Eski mahpus, çevirmen, yazar, yayıncı ve bir süredir gönüllü sürgün Osman Akınhay'ın hatıralarının ilk cildi "Heveskâr Çevirmen", ocak ayında çıktı. Çıkar çıkmaz, hani derler ya, sindire sindire okudum kitabı.

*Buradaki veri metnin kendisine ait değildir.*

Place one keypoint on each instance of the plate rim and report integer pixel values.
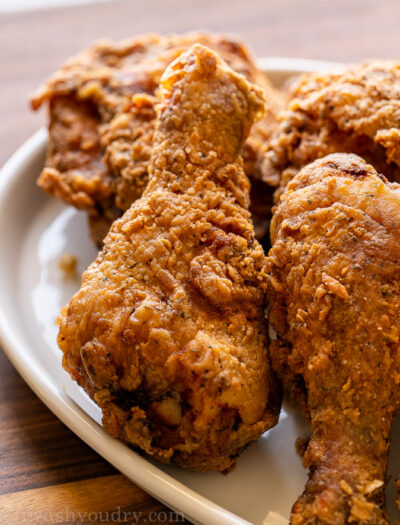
(149, 477)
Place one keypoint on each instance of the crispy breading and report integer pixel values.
(167, 332)
(100, 142)
(334, 292)
(356, 110)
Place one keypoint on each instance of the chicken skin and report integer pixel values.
(334, 291)
(352, 111)
(167, 332)
(100, 140)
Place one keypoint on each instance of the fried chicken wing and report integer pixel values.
(167, 332)
(334, 291)
(100, 142)
(352, 111)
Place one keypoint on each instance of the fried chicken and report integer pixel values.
(334, 291)
(100, 141)
(353, 111)
(167, 332)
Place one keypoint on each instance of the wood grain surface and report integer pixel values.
(47, 475)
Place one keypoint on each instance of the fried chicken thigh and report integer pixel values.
(100, 140)
(167, 332)
(356, 110)
(334, 291)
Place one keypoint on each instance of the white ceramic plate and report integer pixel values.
(35, 231)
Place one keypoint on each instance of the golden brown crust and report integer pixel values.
(335, 305)
(167, 332)
(354, 111)
(91, 95)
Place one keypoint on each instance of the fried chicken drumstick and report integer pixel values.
(100, 141)
(334, 291)
(167, 332)
(356, 110)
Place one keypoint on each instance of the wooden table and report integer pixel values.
(44, 468)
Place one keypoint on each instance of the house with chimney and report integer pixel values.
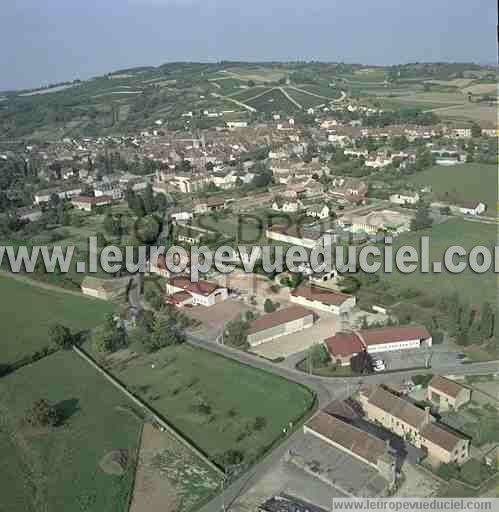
(417, 426)
(180, 290)
(447, 394)
(343, 346)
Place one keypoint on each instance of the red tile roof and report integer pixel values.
(357, 441)
(344, 345)
(179, 297)
(277, 318)
(320, 295)
(200, 288)
(393, 334)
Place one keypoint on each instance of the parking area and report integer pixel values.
(326, 325)
(213, 318)
(343, 472)
(286, 479)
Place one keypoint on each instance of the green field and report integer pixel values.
(27, 312)
(306, 100)
(474, 288)
(468, 182)
(214, 401)
(273, 101)
(58, 469)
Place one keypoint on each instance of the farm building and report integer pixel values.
(89, 203)
(279, 323)
(448, 394)
(418, 426)
(343, 346)
(202, 292)
(105, 289)
(356, 442)
(325, 300)
(388, 339)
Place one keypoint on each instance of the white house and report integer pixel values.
(43, 196)
(110, 188)
(404, 198)
(325, 300)
(286, 206)
(203, 293)
(180, 214)
(469, 208)
(389, 339)
(318, 212)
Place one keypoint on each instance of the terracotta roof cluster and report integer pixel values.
(277, 318)
(409, 413)
(440, 436)
(398, 407)
(200, 288)
(345, 344)
(320, 294)
(394, 334)
(179, 298)
(91, 200)
(357, 441)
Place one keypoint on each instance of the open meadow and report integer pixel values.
(66, 468)
(27, 311)
(216, 403)
(472, 287)
(466, 182)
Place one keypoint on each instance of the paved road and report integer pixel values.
(325, 388)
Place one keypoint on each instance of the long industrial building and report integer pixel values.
(279, 323)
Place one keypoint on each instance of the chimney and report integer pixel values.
(427, 415)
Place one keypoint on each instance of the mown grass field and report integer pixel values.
(58, 469)
(215, 402)
(27, 312)
(273, 101)
(467, 182)
(474, 288)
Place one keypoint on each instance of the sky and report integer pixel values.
(58, 40)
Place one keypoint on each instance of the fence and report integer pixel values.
(153, 414)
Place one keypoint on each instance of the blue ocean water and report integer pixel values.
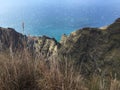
(56, 20)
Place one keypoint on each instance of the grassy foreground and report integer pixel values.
(23, 73)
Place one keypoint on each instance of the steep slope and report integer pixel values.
(95, 50)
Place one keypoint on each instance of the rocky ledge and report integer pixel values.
(95, 50)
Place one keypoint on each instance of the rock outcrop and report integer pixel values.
(94, 50)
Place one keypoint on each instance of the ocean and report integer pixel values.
(56, 20)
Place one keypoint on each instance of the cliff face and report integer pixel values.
(12, 40)
(9, 38)
(95, 50)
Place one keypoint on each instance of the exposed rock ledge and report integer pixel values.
(93, 49)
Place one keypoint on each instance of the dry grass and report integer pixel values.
(23, 73)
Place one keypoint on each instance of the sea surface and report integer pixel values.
(56, 20)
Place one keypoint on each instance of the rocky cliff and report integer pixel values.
(94, 50)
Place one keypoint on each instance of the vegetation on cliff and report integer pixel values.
(87, 59)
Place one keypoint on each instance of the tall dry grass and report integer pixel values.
(22, 72)
(25, 73)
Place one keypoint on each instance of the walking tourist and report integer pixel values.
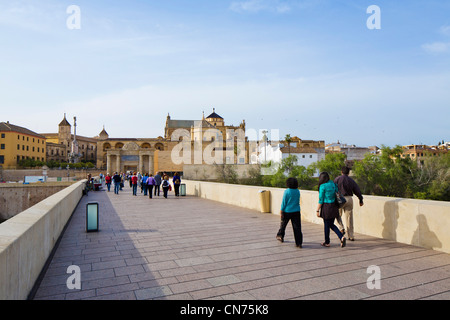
(176, 184)
(144, 183)
(108, 181)
(290, 211)
(327, 208)
(117, 180)
(347, 187)
(150, 184)
(134, 182)
(158, 182)
(165, 185)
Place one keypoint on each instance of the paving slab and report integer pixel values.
(188, 248)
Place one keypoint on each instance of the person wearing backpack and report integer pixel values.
(134, 182)
(165, 185)
(176, 184)
(151, 182)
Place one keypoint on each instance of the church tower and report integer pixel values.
(64, 132)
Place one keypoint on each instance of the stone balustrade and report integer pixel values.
(27, 240)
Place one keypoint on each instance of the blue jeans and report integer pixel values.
(329, 224)
(145, 187)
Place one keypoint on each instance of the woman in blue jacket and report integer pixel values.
(327, 208)
(290, 210)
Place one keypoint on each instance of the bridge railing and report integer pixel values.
(27, 240)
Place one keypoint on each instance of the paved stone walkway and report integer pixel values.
(189, 248)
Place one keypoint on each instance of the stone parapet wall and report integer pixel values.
(27, 240)
(16, 197)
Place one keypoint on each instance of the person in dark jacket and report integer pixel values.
(117, 180)
(327, 208)
(347, 188)
(176, 184)
(158, 182)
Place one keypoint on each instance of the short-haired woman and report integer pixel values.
(327, 208)
(290, 210)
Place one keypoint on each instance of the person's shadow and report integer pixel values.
(423, 236)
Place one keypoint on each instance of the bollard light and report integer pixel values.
(92, 214)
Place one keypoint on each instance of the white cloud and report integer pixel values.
(445, 30)
(254, 6)
(436, 47)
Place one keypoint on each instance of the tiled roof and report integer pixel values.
(6, 126)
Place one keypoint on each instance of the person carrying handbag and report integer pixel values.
(165, 185)
(328, 209)
(347, 187)
(151, 182)
(176, 184)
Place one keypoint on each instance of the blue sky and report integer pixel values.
(310, 68)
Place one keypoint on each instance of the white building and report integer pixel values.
(277, 152)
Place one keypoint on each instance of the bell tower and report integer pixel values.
(64, 132)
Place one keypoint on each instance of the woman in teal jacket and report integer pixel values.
(290, 210)
(327, 208)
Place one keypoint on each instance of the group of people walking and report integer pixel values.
(328, 207)
(150, 185)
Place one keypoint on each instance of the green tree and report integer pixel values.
(288, 140)
(387, 174)
(332, 164)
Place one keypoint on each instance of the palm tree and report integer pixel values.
(288, 140)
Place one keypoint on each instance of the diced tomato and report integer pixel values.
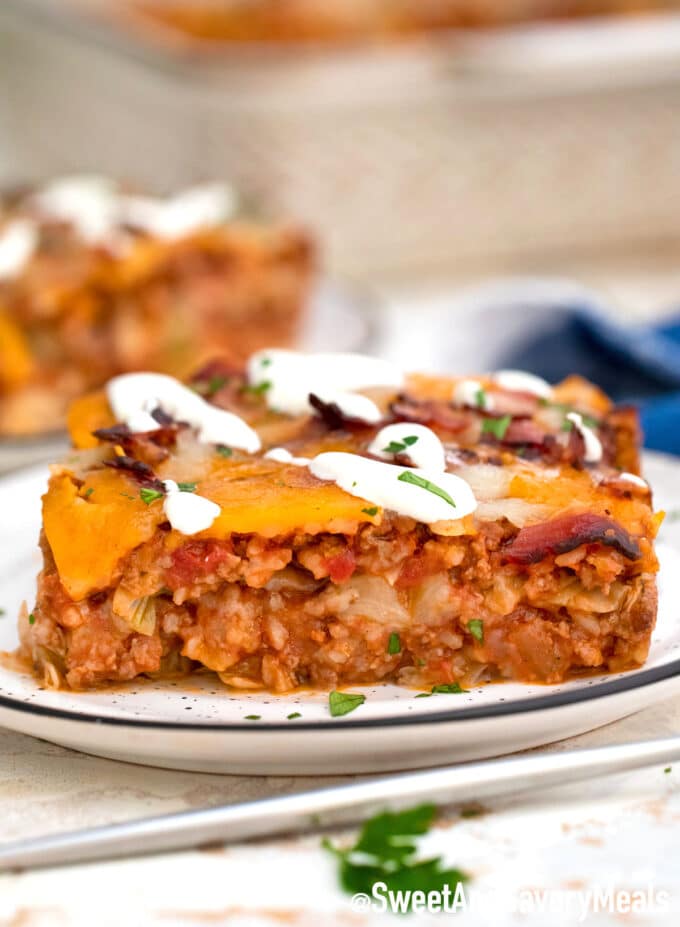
(195, 560)
(416, 568)
(341, 566)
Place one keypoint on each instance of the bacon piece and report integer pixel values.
(334, 417)
(138, 470)
(148, 446)
(565, 533)
(524, 431)
(431, 412)
(507, 402)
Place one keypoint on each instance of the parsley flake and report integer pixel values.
(341, 703)
(149, 495)
(496, 426)
(409, 477)
(257, 389)
(211, 386)
(444, 688)
(394, 643)
(386, 851)
(398, 447)
(448, 688)
(588, 421)
(476, 628)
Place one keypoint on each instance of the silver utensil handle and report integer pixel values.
(330, 807)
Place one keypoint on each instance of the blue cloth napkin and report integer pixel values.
(632, 363)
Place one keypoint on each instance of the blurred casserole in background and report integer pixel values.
(95, 282)
(313, 20)
(451, 151)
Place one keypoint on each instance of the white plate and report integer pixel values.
(200, 726)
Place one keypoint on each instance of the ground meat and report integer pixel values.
(319, 611)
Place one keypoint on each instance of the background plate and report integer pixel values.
(198, 725)
(342, 317)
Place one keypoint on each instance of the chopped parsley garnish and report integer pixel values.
(409, 477)
(149, 495)
(258, 389)
(386, 851)
(444, 688)
(448, 688)
(476, 628)
(398, 447)
(341, 703)
(588, 421)
(211, 386)
(496, 426)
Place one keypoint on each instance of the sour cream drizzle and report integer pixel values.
(187, 212)
(518, 381)
(133, 395)
(593, 445)
(380, 484)
(290, 376)
(425, 451)
(18, 242)
(98, 210)
(188, 512)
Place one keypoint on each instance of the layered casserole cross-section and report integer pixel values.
(322, 521)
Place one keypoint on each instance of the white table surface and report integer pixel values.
(621, 833)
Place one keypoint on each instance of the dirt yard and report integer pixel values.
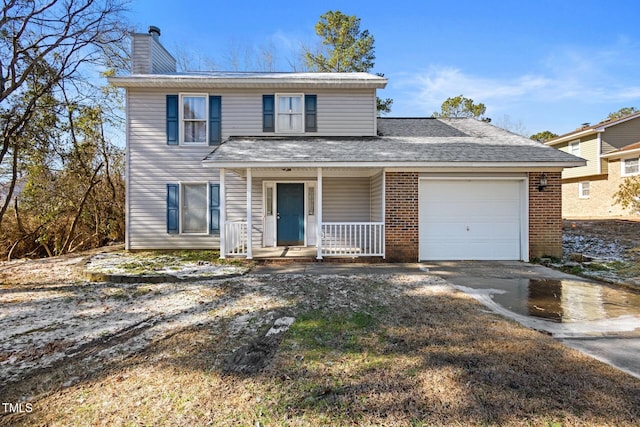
(365, 349)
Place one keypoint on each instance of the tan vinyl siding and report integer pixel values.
(153, 164)
(346, 114)
(346, 200)
(589, 152)
(622, 134)
(339, 114)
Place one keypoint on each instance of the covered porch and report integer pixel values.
(289, 212)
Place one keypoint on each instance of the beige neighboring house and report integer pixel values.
(611, 149)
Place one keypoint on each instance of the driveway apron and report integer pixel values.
(599, 320)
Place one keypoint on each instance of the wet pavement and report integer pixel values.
(600, 320)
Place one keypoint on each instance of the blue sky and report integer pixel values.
(536, 65)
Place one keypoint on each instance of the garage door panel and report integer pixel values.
(478, 219)
(500, 250)
(476, 230)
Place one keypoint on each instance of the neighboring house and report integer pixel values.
(611, 149)
(243, 161)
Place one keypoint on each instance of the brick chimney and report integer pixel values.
(148, 56)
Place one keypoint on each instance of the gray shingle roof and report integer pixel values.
(410, 141)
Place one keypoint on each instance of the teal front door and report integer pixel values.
(290, 219)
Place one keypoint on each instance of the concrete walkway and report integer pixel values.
(339, 268)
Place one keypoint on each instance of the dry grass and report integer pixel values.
(364, 350)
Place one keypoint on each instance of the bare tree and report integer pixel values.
(44, 43)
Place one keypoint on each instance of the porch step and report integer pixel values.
(336, 260)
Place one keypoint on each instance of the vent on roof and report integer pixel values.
(154, 31)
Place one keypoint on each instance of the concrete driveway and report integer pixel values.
(599, 320)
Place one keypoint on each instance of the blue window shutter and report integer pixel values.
(310, 116)
(173, 208)
(172, 120)
(214, 208)
(268, 113)
(215, 120)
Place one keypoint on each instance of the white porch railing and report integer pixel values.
(352, 239)
(235, 234)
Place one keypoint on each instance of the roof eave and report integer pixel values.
(525, 166)
(620, 154)
(189, 82)
(572, 136)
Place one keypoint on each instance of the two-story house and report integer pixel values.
(611, 149)
(244, 161)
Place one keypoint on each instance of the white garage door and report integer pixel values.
(471, 220)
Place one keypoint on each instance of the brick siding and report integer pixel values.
(401, 216)
(545, 216)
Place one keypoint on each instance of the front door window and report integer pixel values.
(290, 214)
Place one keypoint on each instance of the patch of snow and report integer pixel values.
(593, 247)
(281, 325)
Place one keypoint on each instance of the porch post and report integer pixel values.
(223, 214)
(249, 225)
(319, 214)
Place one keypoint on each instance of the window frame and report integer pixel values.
(581, 189)
(206, 208)
(623, 166)
(278, 113)
(182, 120)
(576, 144)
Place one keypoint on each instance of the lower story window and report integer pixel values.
(584, 190)
(194, 208)
(630, 167)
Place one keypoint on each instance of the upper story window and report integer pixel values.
(630, 167)
(289, 113)
(193, 119)
(574, 148)
(584, 190)
(193, 114)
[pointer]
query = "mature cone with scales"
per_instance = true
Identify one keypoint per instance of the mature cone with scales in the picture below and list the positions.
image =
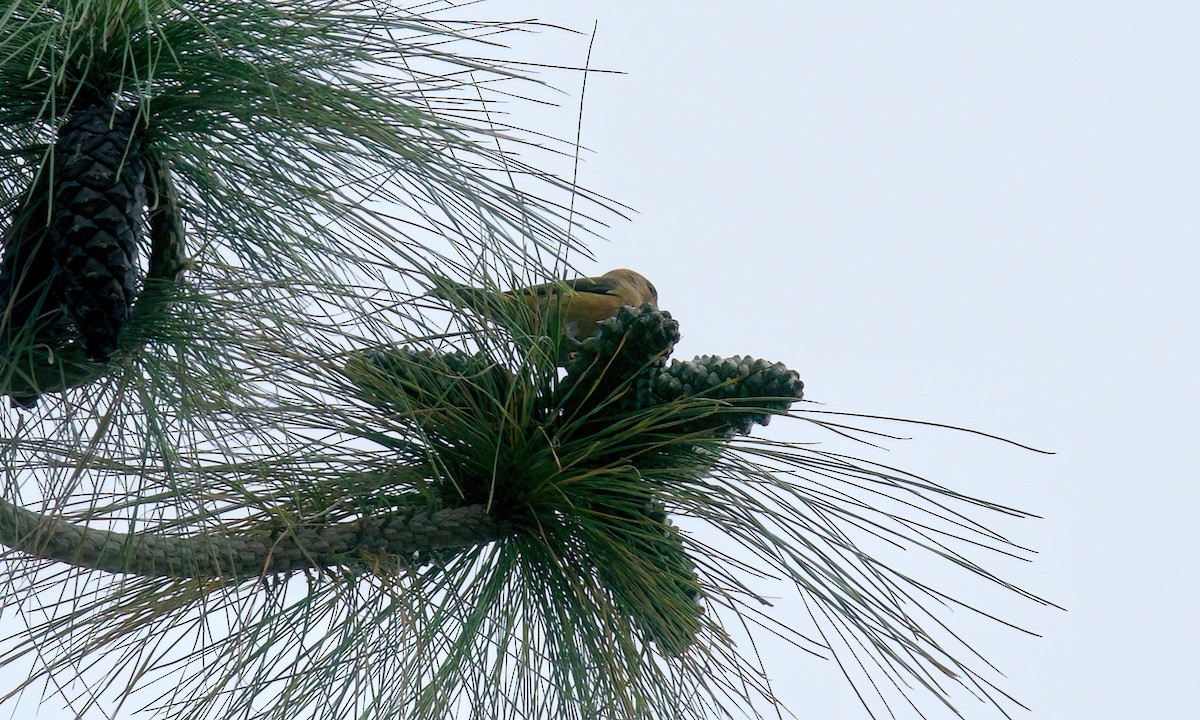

"Heveskâr Çevirmen" edebi lezzeti yüksek bir hatıra kitabı. Akınhay'ın romancılığını hesaba katarsak, bu hiç şaşırtıcı değil. Belli bir kronoloji izleyerek ilerleyen kitabın baş kahramanı Osman Akınhay elbette. Onun insanları, şehirleri, olayları, hevesleri, düşünceleri, düşleri ve mekanları bir roman atmosferi ve akıcılığında anlatılıyor. Bu önemli çünkü okur için metnin anlattıkları kadar anlatım biçimi de önemli. Akınhay, insanlar ve olaylarla ilgili bilgiler paylaşıyor elbette hatta bolca dipnot da var kitapta. Ama bunları kendi duygu ve düşünceleriyle, içinde bulunduğu ekonomik ve sosyal koşullar ile harmanlayarak yazıyor. Bir dönemin, bir insanın üzerinden okunmasına olanak sağlıyor. Hatıra yazarının öne çıkardığı olaylar, memleket ahvalinden bağımsız ele alınmıyor ve bu nedenle kişisel meseleler okur için de önem arz ediyor.
*
Kitap çevirmen, yazar ve yayıncı olarak hayatımıza dokunan Osman Akınhay'ı daha yakından tanımamıza olanak sağlıyor. "Harika çocuk!" başlığıyla gazetelere haber olduğu çocukluk, devrimci fikirlerle tanıştığı lise, siyasal faaliyetler yürüttüğü Ankara'daki üniversite yılları... Sonra gözaltılar, sorgular, işkenceler, mahpushaneler, yargılanmalar, 12 Eylül faşizmi... Akınhay'ı yazar ve yayıncı olarak tanıyanlar, muhtemelen bunların birçoğunu bilmiyordur. Akınhay, kitapta bütün bunlara genellikle değinerek geçiyor. Yine de "atom âlimi" olacakken siyasi mahkûm olan bir genç adamın portresini çıkarıyor ortaya.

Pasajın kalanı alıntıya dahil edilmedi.